Torna la paura dell’influenza aviaria, la variante della normale influenza che viene trasmessa all’uomo dai volatili e risultata spesso mortale per le persone contagiate.
I ricercatori hanno individuato il primo caso di trasmissione umana della nuova variante di influenza aviaria spuntata in Cina. Un evento sempre temuto dalla comunità scientifica. Già in occasione dell’allarme aviaria del 2006 la comunità scientifica parlava di questa eventualità. Fino a quando il virus non muta e non è capace di passare da un uomo ad un altro l’epidemia non può trasformarsi in pandemia e resta circoscritta alle persone che vivono in contatto con gli uccelli o che consumano carni crude o sangue infetto.
In pratica il virus dell’aviaria di quell’anno, l’H5N5, pur risultando mortale per parecchi orientali abituati al consumo di polli crudi, restò circoscritto ad una porzione minima di popolazione mondiale ed anche quando il virus arrivò in Europa attraverso le migrazioni, non venne trasmesso all’uomo.
Il così detto evento barriera, però, adesso si è verificato con la nuova variante del virus dell’aviaria denominato H7N9. Il British Medical Journal riferisce che il contagio sarebbe avvenuto fra una donna di 32 anni, colpita proprio dalla variante conosciuta come H7N9, e il padre di quest’ultima. L’influenza sarebbe stata trasmessa, verosimilmente, per via aerea diretta mentre la donna accudiva il genitore.

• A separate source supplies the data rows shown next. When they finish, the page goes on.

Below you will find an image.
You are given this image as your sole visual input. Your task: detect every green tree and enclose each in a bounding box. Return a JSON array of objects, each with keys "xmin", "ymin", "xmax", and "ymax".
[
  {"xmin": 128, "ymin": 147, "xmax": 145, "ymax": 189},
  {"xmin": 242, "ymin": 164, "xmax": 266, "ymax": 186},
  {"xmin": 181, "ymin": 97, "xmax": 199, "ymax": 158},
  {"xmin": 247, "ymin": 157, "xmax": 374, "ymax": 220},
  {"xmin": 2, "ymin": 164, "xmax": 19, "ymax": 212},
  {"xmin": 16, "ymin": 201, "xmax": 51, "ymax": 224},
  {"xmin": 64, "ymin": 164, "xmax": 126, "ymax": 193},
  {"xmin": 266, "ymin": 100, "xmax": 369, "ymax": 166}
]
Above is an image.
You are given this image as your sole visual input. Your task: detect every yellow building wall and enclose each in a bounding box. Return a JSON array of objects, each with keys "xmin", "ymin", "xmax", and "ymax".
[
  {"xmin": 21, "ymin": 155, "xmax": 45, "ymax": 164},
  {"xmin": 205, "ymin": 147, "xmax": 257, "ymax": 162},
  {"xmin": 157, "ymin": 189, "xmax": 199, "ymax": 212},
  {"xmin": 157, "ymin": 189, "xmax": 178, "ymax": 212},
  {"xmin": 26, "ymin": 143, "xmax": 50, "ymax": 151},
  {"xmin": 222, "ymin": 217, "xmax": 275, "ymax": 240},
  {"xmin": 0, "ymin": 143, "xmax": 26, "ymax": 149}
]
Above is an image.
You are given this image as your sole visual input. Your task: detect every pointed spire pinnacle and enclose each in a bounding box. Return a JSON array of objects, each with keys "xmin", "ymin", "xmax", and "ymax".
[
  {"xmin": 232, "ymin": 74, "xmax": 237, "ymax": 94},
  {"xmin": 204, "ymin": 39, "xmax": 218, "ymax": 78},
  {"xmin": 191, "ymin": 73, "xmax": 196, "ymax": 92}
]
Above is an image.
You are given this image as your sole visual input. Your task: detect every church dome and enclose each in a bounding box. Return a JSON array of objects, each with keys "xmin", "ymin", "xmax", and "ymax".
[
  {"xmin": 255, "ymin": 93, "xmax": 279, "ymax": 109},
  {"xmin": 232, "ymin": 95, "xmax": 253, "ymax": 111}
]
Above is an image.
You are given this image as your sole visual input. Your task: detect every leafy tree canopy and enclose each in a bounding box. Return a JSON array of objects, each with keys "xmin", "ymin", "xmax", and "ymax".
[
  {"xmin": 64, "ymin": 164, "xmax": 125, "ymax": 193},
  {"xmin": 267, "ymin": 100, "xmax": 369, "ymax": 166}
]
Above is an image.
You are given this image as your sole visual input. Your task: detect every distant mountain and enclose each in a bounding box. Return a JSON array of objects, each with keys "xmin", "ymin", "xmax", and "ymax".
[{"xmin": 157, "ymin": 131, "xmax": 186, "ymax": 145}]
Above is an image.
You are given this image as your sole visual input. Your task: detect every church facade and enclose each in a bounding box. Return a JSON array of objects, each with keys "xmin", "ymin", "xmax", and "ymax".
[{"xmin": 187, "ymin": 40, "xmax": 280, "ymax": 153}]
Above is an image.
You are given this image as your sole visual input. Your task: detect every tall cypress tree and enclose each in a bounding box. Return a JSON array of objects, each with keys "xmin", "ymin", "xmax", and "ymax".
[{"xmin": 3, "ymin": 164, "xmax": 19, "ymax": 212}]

L’origine della malattia, però, resta legata agli uccelli visto che il padre aveva contratto il virus frequentando un mercato avicolo orientale.
Entrambe le persone contagiate sono morte. Finora non c’erano prove che una persona potesse ammalarsi di influenza aviaria contagiata da un’altra persona, perché tutti quelli che avevano contratto il virus avevano avuto contatti con uccelli.
Gli esperti comunque sottolineano che questo non significa che il virus abbia sviluppato la capacità di diffondersi facilmente tra gli esseri umani. Dovranno essere condotti studi sul virus presente nelle due vittime per comprenderne la mutazione. il passo successivo dell’evoluzione virale verso una eventuale pandemia è la mutazione che potrebbe portare la malattia da aviaria a divenire umana a tutti gli effetti.
E’ quello che si pensa sia successo all’inizio del secolo scorso, esattamente fra il 1918 ed il 1920 quando quella che venne chiamata “la grande influenza” colpì tutta Europa uccidendo circa 20 milioni di persone. Un bilancio esatto risultò impossibile. Quella influenza, chiamata spagnola perché i primi a parlarne come grande epidemia furono i giornali iberici, in realtà veniva dall’oriente e secondo indagini scientifiche postume potrebbe essersi trattato proprio di una influenza aviaria mutata.
Se un virus aviario mutagene dovesse vedere la luce oggi, sottolineano dall’organizzazione mondiale della sanità, certamente le conseguenze non sarebbero così drammatiche vista l’ampia gamma di cure disponibili un secolo dopo. Di fatto, però, queste restano solo ipotesi visto che la pericolosità di un virus e la sua resistenza ai farmaci non può essere prevista fino a quando il mutagene non si presenta.
Fino al 30 giugno scorso in Cina erano stati registrati 133 casi del nuovo ceppo di influenza aviaria, 43 dei quali hanno avuto un esito letale.